Hypnotic Dance/Complexity Theory
C. Gardner | Washington D.C., D.C. United States | 01/11/2003
(5 out of 5 stars)
"This hour-plus piece of music is based upon a single, measure-long rhythmic fragment which lasts perhaps two seconds, but when played out-of-phase with itself generates an incredible variety of "emergent" patterns. Scored for various percussion (bongos, maribas, glockenspiel), voice, and whistle, listeners get to hear how these instruments create new emergent melodies on the fragment through the percussions' differing harmonic profiles. This is a great example of process music, and may put you in a trance. It rewards both close and relaxed listening (when one's attention is diverted then re-trained, missing one's "place" in the relentless, driving pulse, it sounds like a differently-arranged piece!)"
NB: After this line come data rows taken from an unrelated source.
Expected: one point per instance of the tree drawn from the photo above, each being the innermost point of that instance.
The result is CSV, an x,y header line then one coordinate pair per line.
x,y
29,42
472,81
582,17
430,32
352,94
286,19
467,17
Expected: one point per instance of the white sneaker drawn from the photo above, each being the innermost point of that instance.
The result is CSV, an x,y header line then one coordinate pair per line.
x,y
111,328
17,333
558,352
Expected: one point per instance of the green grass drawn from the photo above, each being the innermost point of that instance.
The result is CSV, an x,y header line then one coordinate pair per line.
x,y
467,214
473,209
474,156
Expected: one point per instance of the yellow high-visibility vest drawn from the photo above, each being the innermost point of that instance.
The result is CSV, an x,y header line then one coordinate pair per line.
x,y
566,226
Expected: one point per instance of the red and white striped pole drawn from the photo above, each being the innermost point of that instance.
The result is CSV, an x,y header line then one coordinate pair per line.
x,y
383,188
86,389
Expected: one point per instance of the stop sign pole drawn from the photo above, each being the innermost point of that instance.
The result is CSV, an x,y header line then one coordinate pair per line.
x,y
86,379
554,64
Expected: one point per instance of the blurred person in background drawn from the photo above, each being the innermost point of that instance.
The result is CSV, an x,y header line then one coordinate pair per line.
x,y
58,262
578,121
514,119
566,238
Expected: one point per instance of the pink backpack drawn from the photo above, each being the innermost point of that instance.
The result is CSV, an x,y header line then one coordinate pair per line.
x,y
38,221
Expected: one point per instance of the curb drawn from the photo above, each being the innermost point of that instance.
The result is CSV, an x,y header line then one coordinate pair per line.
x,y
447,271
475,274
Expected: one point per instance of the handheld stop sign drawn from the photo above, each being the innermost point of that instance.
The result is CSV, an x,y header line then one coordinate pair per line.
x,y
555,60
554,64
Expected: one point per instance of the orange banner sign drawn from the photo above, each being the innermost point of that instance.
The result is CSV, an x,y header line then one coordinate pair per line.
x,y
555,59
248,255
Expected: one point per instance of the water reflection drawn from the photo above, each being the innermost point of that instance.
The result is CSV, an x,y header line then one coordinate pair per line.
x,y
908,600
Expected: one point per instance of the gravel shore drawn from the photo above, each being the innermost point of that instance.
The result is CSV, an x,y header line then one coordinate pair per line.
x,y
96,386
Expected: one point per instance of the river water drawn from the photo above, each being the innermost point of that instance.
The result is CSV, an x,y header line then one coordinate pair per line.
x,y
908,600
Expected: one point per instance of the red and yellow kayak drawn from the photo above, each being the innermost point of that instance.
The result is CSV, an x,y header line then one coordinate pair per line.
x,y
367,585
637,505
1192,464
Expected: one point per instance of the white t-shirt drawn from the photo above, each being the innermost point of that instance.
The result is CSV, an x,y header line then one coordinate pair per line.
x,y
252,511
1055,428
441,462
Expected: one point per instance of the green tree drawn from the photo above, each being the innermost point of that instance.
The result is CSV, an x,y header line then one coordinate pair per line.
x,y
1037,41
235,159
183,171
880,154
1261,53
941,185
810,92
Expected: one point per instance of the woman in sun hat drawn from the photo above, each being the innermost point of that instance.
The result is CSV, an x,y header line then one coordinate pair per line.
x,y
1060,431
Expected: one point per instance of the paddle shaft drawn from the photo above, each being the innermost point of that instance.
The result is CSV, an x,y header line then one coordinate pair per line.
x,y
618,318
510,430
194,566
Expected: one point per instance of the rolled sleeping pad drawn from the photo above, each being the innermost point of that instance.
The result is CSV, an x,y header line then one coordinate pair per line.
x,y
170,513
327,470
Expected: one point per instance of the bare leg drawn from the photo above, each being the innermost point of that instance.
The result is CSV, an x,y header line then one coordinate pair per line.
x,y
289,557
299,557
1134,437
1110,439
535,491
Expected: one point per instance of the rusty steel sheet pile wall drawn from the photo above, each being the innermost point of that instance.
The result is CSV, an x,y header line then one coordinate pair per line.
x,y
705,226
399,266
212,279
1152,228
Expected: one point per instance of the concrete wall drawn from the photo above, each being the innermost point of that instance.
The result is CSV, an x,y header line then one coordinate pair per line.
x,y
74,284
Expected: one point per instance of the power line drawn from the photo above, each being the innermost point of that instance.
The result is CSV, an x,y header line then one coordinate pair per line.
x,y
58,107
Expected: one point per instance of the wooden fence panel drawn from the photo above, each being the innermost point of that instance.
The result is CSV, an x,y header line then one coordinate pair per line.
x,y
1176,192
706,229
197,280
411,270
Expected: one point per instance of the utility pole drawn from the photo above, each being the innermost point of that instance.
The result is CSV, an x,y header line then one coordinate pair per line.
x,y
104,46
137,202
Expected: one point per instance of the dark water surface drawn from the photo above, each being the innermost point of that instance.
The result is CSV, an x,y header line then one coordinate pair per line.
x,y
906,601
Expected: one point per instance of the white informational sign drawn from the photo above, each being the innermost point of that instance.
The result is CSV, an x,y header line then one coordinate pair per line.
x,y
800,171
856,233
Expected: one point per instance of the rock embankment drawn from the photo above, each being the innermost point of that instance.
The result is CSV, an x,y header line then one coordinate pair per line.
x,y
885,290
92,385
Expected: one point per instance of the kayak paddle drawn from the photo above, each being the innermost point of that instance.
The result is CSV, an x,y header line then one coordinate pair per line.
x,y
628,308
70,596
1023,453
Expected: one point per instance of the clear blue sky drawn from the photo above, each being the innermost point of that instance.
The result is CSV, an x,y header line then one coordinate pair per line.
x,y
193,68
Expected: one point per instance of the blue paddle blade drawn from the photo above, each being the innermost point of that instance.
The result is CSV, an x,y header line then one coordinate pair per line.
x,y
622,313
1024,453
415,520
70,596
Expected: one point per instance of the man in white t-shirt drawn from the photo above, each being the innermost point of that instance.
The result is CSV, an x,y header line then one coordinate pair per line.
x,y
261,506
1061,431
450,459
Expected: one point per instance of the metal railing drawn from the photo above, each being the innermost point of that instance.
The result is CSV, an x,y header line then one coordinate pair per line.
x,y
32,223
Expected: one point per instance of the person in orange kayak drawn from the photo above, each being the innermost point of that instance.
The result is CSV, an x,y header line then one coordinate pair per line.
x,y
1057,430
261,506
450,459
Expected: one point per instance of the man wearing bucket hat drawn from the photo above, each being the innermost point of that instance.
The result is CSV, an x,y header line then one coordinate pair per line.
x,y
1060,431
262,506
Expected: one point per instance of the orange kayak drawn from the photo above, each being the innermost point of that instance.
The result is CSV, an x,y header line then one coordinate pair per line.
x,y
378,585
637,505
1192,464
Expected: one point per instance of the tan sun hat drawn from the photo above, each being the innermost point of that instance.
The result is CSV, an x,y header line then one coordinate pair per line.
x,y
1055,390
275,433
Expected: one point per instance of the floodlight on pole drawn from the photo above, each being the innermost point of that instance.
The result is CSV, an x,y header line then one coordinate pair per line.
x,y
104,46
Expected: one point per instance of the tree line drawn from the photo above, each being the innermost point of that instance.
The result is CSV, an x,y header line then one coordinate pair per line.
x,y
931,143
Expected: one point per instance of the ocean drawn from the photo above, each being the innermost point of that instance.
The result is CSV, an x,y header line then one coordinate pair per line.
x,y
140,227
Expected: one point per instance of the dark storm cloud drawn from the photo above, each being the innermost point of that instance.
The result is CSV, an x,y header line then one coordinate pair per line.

George Grella | Brooklyn | 04/27/2000
(4 out of 5 stars)
"Since the old, 2CD DG recording of this piece is not available, this is the only choice. "Drumming" is a very fine work by Reich, more rigorous and less immediately lovely than "Music for 18 Musicians," but rewarding nonetheless. It's an important transition piece between his early work and "18." The first section is literally all drumming, and builds through an arch structure using Reich's technique of rhytmic patterns moving in and out of phase. The following sections add tuned percusion, e.g. marimbas, and move towards his newer style of more harmonic richness, with chords gradually building, shifting, conflicting and moving to new tonal centers. Obviously, if Reich's style of Minimalism doesn't appeal, you won't like this CD. But if you enjoy his other work, this will be a great addition to your collection."